River Shiver is not an event for anyone afraid of a little wear and tear on their rig, but you do not have to assume that serious damage to the rig is a given. If you are looking for a challenge though we can find you some good ones and then drag your wreck back to camp on its roof. We aim to please.

Driver Suggestions

Our signature run is the drive atop the shallow Waiparous River, right up to the end of the trail where the creek has cut a small gorge into the sheer rock wall. With adequate traction on your boots, you can walk up the icefalls right through the gorge.

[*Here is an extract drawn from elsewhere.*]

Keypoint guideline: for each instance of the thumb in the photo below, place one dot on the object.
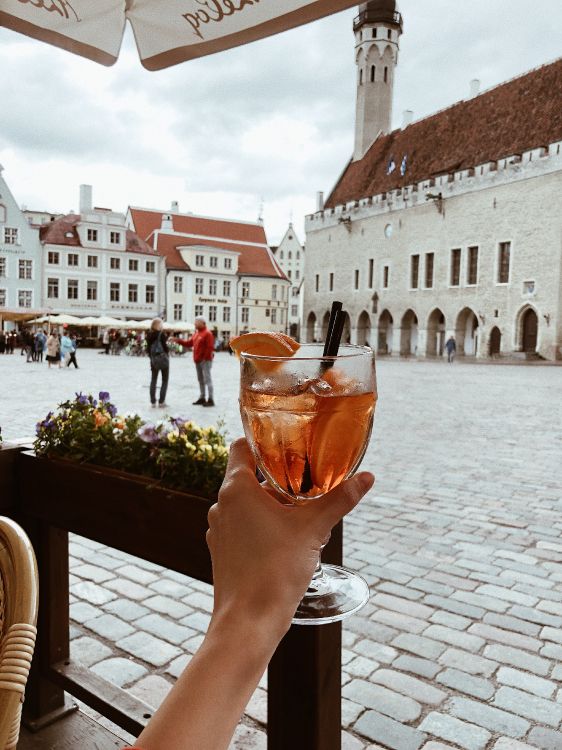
(342, 499)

Driving on the river has some unusual hazards that are unique. The time of year ensures that the ice will be as thick as it will ever get, but there is still flowing water under the ice. There are spots where the river runs fast and deep, and the ice above never fully freezes. Through trial and error, we've found most of the usual spots, and we are reasonably sure we can navigate around the known hazards. There's always the risk of falling through, however. As such, drive at a speed that reflects that hazard. Many tires have been popped off the beads and rims bent as a result of falling through the ice - tires, steering rods and rims suffer the anticipated effects. So, while a giant sheet of virgin ice may seem like a great place to open the throttle, restraint is wise, although, admittedly, not very fun. There are many places where the river is always well frozen, and if the trail leader disappears ahead of you in a plume of black diesel fumes, feel free to catch him up and have some fun.

The other warning is about doing donuts. A lot of tires have had to be re- seated because of this activity. Quite often, the top layer of ice simply crushes under your wheels, enabling a surprising amount of traction. Doing a donut into a patch of this highly grippy ice has removed several aired down tires from their rims. Be aware of the ice conditions before playing around like this.